В другом месте сидели самые ловкие и терпеливые воины. Их задачей было привязывать эти огненные «подарки» к птицам. Это была кропотливая работа. Голубя осторожно вынимали из клетки. Он бился в руках, его маленькое сердце колотилось так сильно, что это отдавалось в пальцах державшего. Один воин крепко, но аккуратно держал птицу, другой — тонкой, но прочной бечевкой привязывал кусочек пропитанного трута к птичьей лапке. Важно было сделать это так, чтобы не повредить лапку и не слишком стеснить движения птицы.
Яромир тоже был здесь. Он не мог оставаться в стороне. Он руководил процессом, показывая, как лучше держать птицу, чтобы она не вырвалась, как завязывать узел, чтобы он не развязался в полете. Глядя на этих трепещущих, невинных созданий, он не чувствовал жалости. Его сердце окаменело в тот день, когда он убил первого древлянина. Он видел в этих голубях не живых существ, а лишь оружие. Стрелы, которые сами находят свою цель.
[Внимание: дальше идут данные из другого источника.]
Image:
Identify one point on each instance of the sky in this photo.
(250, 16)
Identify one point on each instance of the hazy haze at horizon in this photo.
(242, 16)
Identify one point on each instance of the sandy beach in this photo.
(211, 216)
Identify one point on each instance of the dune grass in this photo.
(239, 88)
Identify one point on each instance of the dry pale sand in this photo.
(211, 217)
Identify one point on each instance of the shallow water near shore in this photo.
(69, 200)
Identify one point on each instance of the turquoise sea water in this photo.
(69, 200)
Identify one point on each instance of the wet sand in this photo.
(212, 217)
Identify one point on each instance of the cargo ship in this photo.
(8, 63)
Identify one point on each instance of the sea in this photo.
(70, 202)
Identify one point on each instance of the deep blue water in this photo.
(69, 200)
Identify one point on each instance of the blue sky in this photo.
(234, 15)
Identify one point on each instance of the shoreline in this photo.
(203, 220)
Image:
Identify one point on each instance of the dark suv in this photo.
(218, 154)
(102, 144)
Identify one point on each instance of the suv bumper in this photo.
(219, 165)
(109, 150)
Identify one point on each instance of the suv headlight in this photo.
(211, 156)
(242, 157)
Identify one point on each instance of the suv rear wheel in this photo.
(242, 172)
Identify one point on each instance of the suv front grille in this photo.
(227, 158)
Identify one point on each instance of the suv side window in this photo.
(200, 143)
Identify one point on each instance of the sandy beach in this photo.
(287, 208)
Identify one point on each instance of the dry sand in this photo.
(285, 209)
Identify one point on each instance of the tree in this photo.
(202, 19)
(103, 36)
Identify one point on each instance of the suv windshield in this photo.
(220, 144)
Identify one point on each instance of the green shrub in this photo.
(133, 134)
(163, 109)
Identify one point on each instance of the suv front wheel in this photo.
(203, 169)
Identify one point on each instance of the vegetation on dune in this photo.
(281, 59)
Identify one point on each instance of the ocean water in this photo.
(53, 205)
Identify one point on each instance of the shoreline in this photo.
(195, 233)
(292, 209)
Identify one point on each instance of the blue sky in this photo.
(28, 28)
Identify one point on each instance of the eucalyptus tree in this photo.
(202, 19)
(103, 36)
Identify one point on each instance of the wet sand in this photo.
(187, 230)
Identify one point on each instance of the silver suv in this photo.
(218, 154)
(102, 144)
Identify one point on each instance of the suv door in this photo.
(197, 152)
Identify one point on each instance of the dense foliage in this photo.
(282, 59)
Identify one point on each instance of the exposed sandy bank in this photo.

Работа продолжалась всю ночь. К утру тысячи птиц были готовы. Они сидели в клетках, каждая со своим крошечным смертоносным грузом, и тревожно ворковали, не понимая, какая судьба им уготована.
Час настал на закате следующего дня. Ветер дул в сторону Искоростеня. Все войско было поднято по тревоге и в полной тишине выстроено на опушке леса, готовое к атаке. Вперед, на открытую поляну, вынесли клетки с птицами.
По приказу Ольги, воины начали операцию. Они работали быстро и слаженно. Одни открывали клетки, другие хватали птиц, третьи, вооружившись тлеющими фитилями, подбегали и поджигали трут на птичьей лапке.
Кусочек ткани вспыхивал не ярким пламенем, а начинал интенсивно, бездымно тлеть, разбрасывая вокруг себя крошечные искорки. Этого было достаточно.
Зажженную птицу тут же подбрасывали в воздух.
— Лети домой! — с жестокой усмешкой бросал один воин.
— Неси наш подарок князю Малу! — хохотал другой.
Сначала одна птица. Потом десяток. Потом сотня. Небо над поляной заполнилось хлопаньем тысяч крыльев. Огромная, живая стая, в хвосте которой мерцали сотни маленьких, красных огоньков, взмыла в предзакатное небо. Секунду она кружила над поляной, словно собираясь с мыслями, а затем, повинуясь древнему инстинкту, вся разом устремилась в одном направлении — на запад. Домой. В Искоростень.
Войско Ольги замерло, наблюдая за этим невиданным, фантасмагорическим зрелищем. Огненная стая летела на фоне багрового заката, и казалось, что это не голуби, а души убитых киевлян, превратившиеся в огненных духов, летят, чтобы свершить свою месть.
Ольга стояла на краю поляны, глядя вслед своим «послам». На ее лице не было ни радости, ни триумфа. Лишь холодное, сосредоточенное ожидание. Она запустила в город чуму. Теперь оставалось лишь дождаться, когда у больного начнется лихорадка. И добить его, пока он бьется в агонии.
— Готовиться к атаке, — ровным голосом приказала она Свенельду. — Через час стены будут пусты.
Огненные послы были в пути. И весть, которую они несли, была написана не чернилами, а пламенем.